If there are so many exceptions to your rules, perhaps--and I'm asking you to genuinely consider this--they aren't rules at all? Me and my husband's mother are completely normal. My own dad was raised by a single father, and happily did domestic tasks and identifies as a feminist. He and my mom are divorced (they were married young), and she never remarried. She never needed a man to be happy. My aunt, her sister, never married. Has a incredibly happy and fulfilling life.
I personally know *so many* women who wouldn't answer "yes" to a single one of these questions. The fact that you assume anyone would is *very* generalizing, and does not, I would harbour to guess, represent the majority of women--or even the majority of American women. I'm Canadian and live in Europe, and have to say, American culture is regarded elsewhere as a bit of a dumpster fire, often because of the awful way it treats women.
Feminism is desperately needed in places like the USA and the Middle East where patriarchal culture endangers women's lives. Not that it isn't important elsewhere, but other places aren't in the process of legislating women's bodies to the same degree.

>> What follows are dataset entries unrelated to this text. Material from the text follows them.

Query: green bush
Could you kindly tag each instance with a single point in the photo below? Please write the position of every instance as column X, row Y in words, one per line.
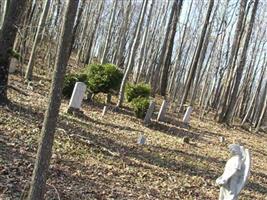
column 69, row 82
column 104, row 78
column 140, row 106
column 138, row 90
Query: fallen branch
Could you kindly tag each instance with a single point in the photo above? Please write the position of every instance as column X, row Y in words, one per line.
column 18, row 90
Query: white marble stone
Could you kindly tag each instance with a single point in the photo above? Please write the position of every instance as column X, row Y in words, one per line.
column 14, row 63
column 77, row 95
column 187, row 115
column 236, row 173
column 104, row 110
column 141, row 140
column 149, row 112
column 162, row 111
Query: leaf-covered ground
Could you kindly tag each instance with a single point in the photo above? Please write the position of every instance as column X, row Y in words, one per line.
column 98, row 157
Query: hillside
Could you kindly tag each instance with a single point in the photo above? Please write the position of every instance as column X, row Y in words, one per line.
column 98, row 157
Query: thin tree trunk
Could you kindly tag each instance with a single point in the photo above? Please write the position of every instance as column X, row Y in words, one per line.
column 191, row 74
column 240, row 67
column 40, row 172
column 7, row 39
column 108, row 38
column 132, row 53
column 29, row 70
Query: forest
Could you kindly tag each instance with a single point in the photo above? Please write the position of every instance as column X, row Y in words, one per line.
column 131, row 99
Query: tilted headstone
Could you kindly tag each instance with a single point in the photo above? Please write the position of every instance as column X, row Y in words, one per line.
column 104, row 110
column 222, row 139
column 149, row 112
column 14, row 63
column 187, row 115
column 235, row 174
column 141, row 140
column 77, row 96
column 162, row 111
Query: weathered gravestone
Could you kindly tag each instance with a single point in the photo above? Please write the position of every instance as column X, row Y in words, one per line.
column 149, row 112
column 162, row 111
column 77, row 97
column 104, row 110
column 14, row 63
column 235, row 174
column 141, row 140
column 187, row 115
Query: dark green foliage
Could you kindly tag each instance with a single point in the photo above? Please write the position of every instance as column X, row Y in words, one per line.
column 69, row 82
column 104, row 78
column 138, row 90
column 140, row 106
column 14, row 54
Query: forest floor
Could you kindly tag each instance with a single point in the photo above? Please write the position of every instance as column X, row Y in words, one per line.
column 97, row 157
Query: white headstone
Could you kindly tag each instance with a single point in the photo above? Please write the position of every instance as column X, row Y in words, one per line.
column 13, row 65
column 187, row 115
column 149, row 112
column 141, row 140
column 104, row 110
column 236, row 173
column 162, row 111
column 77, row 95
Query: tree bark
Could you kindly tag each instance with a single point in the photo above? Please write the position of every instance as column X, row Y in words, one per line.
column 29, row 71
column 7, row 39
column 192, row 72
column 47, row 135
column 132, row 53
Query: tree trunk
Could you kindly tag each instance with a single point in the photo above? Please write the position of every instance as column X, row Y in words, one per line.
column 7, row 39
column 108, row 38
column 167, row 52
column 47, row 136
column 132, row 53
column 191, row 74
column 232, row 61
column 240, row 67
column 37, row 38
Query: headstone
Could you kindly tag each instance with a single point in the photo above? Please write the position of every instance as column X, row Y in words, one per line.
column 77, row 96
column 13, row 65
column 187, row 115
column 235, row 174
column 149, row 112
column 185, row 140
column 104, row 110
column 222, row 139
column 162, row 111
column 108, row 98
column 141, row 140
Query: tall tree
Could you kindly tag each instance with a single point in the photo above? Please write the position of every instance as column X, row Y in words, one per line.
column 37, row 38
column 240, row 66
column 132, row 53
column 7, row 38
column 232, row 61
column 166, row 55
column 47, row 135
column 108, row 37
column 193, row 68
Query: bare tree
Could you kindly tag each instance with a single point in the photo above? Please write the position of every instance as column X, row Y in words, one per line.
column 47, row 136
column 7, row 38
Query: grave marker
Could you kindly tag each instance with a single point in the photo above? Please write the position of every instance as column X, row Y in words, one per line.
column 187, row 115
column 162, row 111
column 149, row 112
column 77, row 96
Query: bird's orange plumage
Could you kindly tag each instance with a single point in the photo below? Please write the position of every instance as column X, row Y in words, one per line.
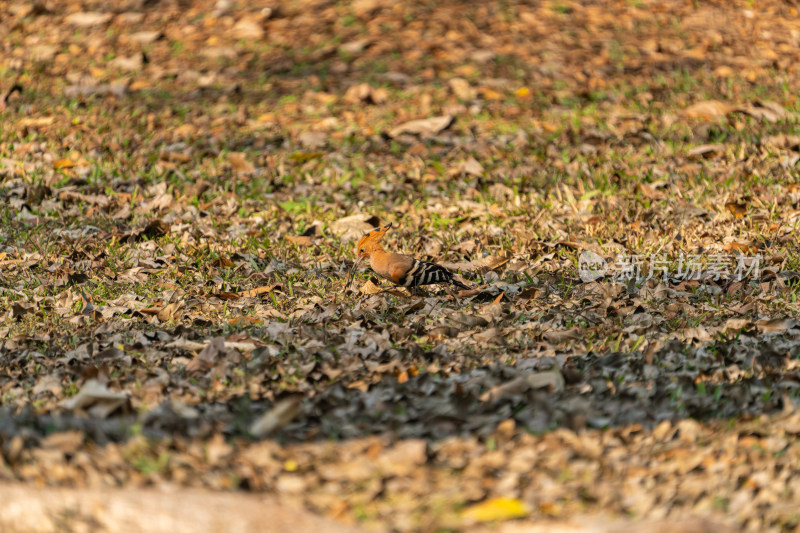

Your focus on biology *is* sexist. You imply--perhaps not consciously--some really horrible things about women (and men for that matter) based on a really limited understanding of biology, and I urge you to read some feminist literature. I know you replied to Katie's story here, but I don't think you really understood it. She cites many studies, and you cite none; maybe do some research before assuming that Andrew Tate's sexist rhetoric comes anywhere close to the truth?